"Playing football the Matt Busby Way," sing Manchester United fans. Perhaps David Moyes' greatest problem was to fail to meet that expectation.
"Just go out there and enjoy yourself," was United's patriarch's most frequent prematch advice. Moyes' team rarely played with such abandonment, and amid the litany of mistakes, he also betrayed a vital Busby principle: a belief in youth.
That United are currently under the temporary control of the self-styled "Class of '92," with Ryan Giggs bringing in Nicky Butt and Paul Scholes to work alongside him, suggests the importance of the homegrown to the club. Moyes introduced just one youth product to the team in the entirety of his season in charge, and that was Adnan Januzaj, who had been included in Sir Alex Ferguson's final 18-man squad at West Brom last May.
Beyond Januzaj, the closest Moyes came to blooding a player was the inclusion of 18-year-old striker James Wilson in the matchday squad at Newcastle on April 5. Moyes suggested that only injuries to Januzaj and Patrice Evra had prevented him from blooding Wilson in a 4-0 St James' Park cakewalk.
"If the opportunity comes we'll do so, but we have a lot of people looking for a game," was Moyes' typically damp response to an MUTV enquiry on when Wilson might actually be handed his first appearance. Jesse Lingard, a hit on last summer's preseason tour, sat on the bench for United's Jan. 11 defeat of Swansea, before being sent back out on loan.
Which left Januzaj, whose first-team selection was a "no-brainer." The recently declared future Belgium international was already far too good for reserve-team football, just as Wayne Rooney had been when Moyes picked him for Everton's first team back in August 2002.
Moyes deserves credit for his part in making sure that Januzaj signed a new contract, when other clubs were trying to tempt him, but then used Januzaj sparingly, showing the type of restraint with a gem that annoyed Rooney at Everton. Similar accusations were made against his treatment of Ross Barkley at Goodison.
"Moyes was never interested in our youth team or players," tweeted Kevin Sheedy, Everton's academy coach, last month. Sheedy, a quiet man hardly known for public outbursts, was voicing a sentiment familiar on Merseyside.
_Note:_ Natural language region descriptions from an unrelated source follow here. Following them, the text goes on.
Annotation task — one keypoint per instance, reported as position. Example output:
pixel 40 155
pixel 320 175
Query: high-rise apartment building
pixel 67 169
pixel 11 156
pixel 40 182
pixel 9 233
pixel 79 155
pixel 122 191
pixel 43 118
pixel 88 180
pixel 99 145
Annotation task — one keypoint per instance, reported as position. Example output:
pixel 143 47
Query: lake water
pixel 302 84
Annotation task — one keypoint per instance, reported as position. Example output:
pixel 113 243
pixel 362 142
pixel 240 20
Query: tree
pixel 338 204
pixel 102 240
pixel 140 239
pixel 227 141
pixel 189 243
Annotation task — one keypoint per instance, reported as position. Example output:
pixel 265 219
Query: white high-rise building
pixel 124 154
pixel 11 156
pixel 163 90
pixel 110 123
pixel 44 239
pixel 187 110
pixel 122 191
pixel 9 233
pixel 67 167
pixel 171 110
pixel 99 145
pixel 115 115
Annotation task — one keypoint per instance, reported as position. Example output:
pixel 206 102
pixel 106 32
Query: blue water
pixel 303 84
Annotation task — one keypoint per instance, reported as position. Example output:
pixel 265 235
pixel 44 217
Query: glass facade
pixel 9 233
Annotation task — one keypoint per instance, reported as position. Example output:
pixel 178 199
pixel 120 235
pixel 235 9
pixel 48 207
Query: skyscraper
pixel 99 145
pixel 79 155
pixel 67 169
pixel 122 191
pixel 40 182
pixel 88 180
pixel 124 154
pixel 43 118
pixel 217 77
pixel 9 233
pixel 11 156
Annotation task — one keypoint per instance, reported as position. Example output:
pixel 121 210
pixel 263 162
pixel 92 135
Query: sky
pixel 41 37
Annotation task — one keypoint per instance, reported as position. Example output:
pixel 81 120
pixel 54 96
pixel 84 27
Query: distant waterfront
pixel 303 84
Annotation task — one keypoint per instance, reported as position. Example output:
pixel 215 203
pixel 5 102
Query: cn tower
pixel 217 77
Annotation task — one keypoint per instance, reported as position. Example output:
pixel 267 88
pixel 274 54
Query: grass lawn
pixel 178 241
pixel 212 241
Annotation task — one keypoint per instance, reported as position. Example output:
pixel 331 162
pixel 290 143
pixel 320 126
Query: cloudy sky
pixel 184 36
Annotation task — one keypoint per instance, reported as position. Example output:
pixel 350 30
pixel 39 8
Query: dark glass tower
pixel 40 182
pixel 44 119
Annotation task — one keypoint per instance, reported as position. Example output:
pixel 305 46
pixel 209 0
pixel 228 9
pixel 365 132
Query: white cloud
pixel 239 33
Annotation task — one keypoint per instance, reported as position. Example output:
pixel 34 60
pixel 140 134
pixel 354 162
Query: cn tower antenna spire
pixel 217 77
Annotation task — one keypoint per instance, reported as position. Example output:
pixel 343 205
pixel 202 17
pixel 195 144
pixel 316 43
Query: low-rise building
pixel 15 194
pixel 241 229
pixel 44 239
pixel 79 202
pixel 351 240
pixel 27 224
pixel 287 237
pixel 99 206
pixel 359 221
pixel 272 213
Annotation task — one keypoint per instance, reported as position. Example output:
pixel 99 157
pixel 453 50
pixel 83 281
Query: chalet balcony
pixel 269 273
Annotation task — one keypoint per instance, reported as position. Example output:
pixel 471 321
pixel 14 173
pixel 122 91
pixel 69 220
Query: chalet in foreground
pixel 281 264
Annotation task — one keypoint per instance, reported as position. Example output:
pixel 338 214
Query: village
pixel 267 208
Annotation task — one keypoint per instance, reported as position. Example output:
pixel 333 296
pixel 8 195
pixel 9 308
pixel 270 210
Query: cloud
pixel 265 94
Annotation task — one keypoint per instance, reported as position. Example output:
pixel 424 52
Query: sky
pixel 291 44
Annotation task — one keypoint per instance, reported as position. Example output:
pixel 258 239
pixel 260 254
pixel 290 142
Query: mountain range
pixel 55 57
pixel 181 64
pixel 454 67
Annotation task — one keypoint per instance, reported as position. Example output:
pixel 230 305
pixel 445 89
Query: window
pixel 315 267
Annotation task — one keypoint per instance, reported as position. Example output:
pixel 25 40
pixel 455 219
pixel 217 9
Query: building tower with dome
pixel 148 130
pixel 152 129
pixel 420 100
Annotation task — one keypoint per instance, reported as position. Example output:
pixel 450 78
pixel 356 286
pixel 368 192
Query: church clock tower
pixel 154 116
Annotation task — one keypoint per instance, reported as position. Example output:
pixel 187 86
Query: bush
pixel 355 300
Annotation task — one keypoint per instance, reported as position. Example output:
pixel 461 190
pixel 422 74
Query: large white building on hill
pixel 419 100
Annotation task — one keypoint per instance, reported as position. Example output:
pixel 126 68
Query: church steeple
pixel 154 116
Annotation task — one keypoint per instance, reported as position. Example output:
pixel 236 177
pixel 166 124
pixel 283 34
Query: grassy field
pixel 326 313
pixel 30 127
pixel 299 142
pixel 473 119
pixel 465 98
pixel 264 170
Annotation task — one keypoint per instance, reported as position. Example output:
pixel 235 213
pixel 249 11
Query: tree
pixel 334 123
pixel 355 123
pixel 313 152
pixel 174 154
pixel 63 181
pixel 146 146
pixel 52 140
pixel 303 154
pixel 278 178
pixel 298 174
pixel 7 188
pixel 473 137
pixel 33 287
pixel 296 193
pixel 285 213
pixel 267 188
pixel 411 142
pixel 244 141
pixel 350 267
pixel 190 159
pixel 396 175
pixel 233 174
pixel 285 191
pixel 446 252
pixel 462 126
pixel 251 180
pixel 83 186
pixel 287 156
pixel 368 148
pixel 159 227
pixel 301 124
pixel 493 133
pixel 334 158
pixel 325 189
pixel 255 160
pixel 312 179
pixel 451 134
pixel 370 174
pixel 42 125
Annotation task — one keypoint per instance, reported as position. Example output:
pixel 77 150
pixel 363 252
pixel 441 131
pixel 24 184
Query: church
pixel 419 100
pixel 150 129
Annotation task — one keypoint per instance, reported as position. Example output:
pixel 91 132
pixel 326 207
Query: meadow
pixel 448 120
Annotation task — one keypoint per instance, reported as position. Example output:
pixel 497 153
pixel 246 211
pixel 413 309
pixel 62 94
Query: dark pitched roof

In mitigation for Moyes, he did not inherit a bed of blooming roses. As Andy Mitten has written in these pages, United's youth setup is no longer the market leader it was when churning out the likes of Giggs, Scholes and Butt.
Across town, Manchester City's Etihad Campus complex is taking its gargantuan shape. Manchester's best kids are washing up as Blues, just as they used to when Ferguson first arrived at United in 1986, precipitating the shake-up he would give United's youth systems. Chelsea, playing in their fourth FA Youth Cup final in five years, have the strongest setup around, though, like City, have a poor record of pushing promising kids into the first-team reckoning.
The tradition of youth burns brighter at United, boasting the proud record of featuring a home product in the matchday squad right back to Oct. 23, 1937, when United beat Sheffield Wednesday 1-0 at Old Trafford in the old Second Division. The formation of the Manchester United Junior Athletic Club ahead of the 1938-39 season was the bedrock to Busby's building of the club into the country's strongest force once the Second World War had concluded.
Ferguson's regenerative youth work was key to protecting his position when his first team was failing during the 1989-90 season. Sir Bobby Charlton, then as now on the club's board, was a confirmed admirer of developments that fondly reminded him of his time as a "Busby Babe" three decades before, days Charlton remembered to Busby biographer Eamon Dunphy with the simple but evocative description of "paradise."
Youth graduates are often those players the local fans identify with, see themselves in, even beyond their playing days. Moyes' alienation from Giggs did him few favours, while Scholes was never found a role to his satisfaction. Other sensibilities were offended, too. On the day that Moyes met his end, the latest breaking scandal had been Danny Welbeck's desire to leave United. A local lad, who had only ever wanted to play for United, felt both shunned and disillusioned.
"David has tremendous strength of character and recognises the importance of bringing young players through and developing them alongside world class talent," was Charlton's contribution to the statement that announced Moyes' appointment on May 9 last year. It was viewed as a pointed remark towards Jose Mourinho's short-termism. It would eventually not ring true of David Moyes, either.
The next manager would do well to follow the Busby Way.